У меня так и защемило сердце от этих слов. Хотя я и не верю в разочарование читателей (самый урезанный ахматовский сборник все равно окажется собранием шедевров), но я разделяю ее возмущение и ее боль: что это за Ахматова без «Поэмы», без…[51] и многих других. Как истинно великий поэт, она жила и живет всеми скорбями времени, щедро на них отзываясь, но этот звук заботливо глушат и глушат и глушат.
Я ее попросила прочесть мне некоторые стихи, слышанные мною от нее когда-то в Ленинграде. Хотелось еще раз услышать из ее уст, да и память свою проверить: нет ли утруски, утечки? Она прочитала два. Оказалось, помню точно.
Увидим ли мы когда-нибудь эти стихи напечатанными?
Вряд ли. Для этого нужна слишком длинная жизнь[52].
Мы заговорили о наших погибших. И о тех, кто еще, быть может, жив и вернется. Какая будет встреча. И о неизвестных могилах – не зная их, так трудно жить.
И еще говорили об одной категории людей. Я задала ей вопрос, который меня очень занимает: кто они социально? по своему происхождению?[53] Если обобщить?
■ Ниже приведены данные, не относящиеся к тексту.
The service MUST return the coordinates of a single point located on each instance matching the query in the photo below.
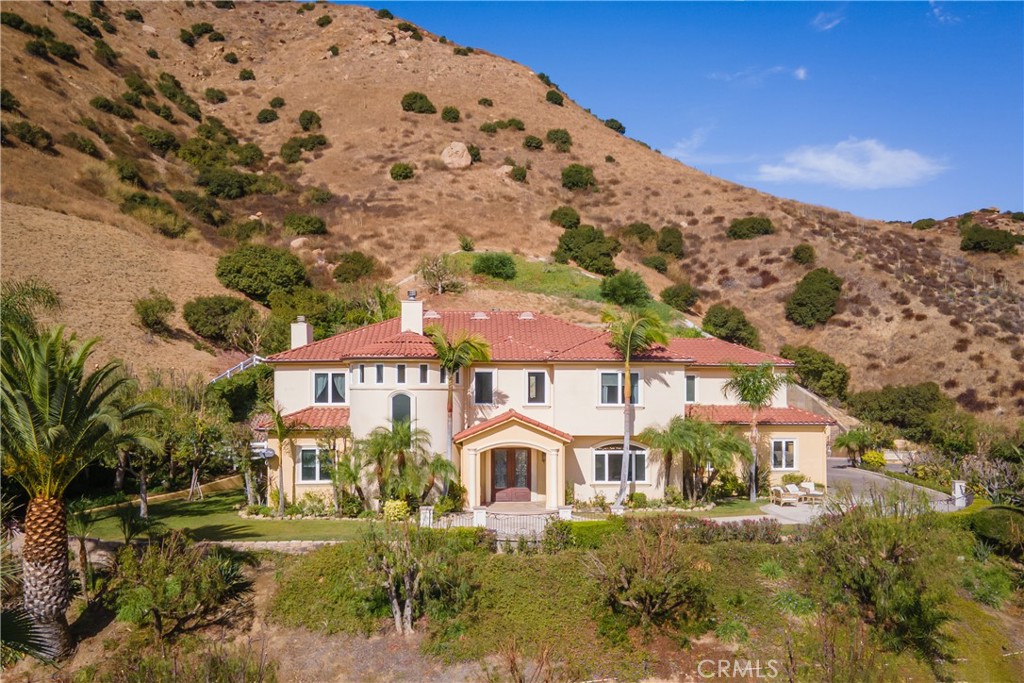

– Социально – не знаю. По-разному это бывало, наверное. Но вот о чем я думаю: Раскольников после уже ничего не мог. Только броситься на кровать одетым и так лежать. Больше ничего. Не мог и не хотел. А этим хотелось, вернувшись «с работы», увидеть жену в новом платье и чтобы у дочки – бант в волосах…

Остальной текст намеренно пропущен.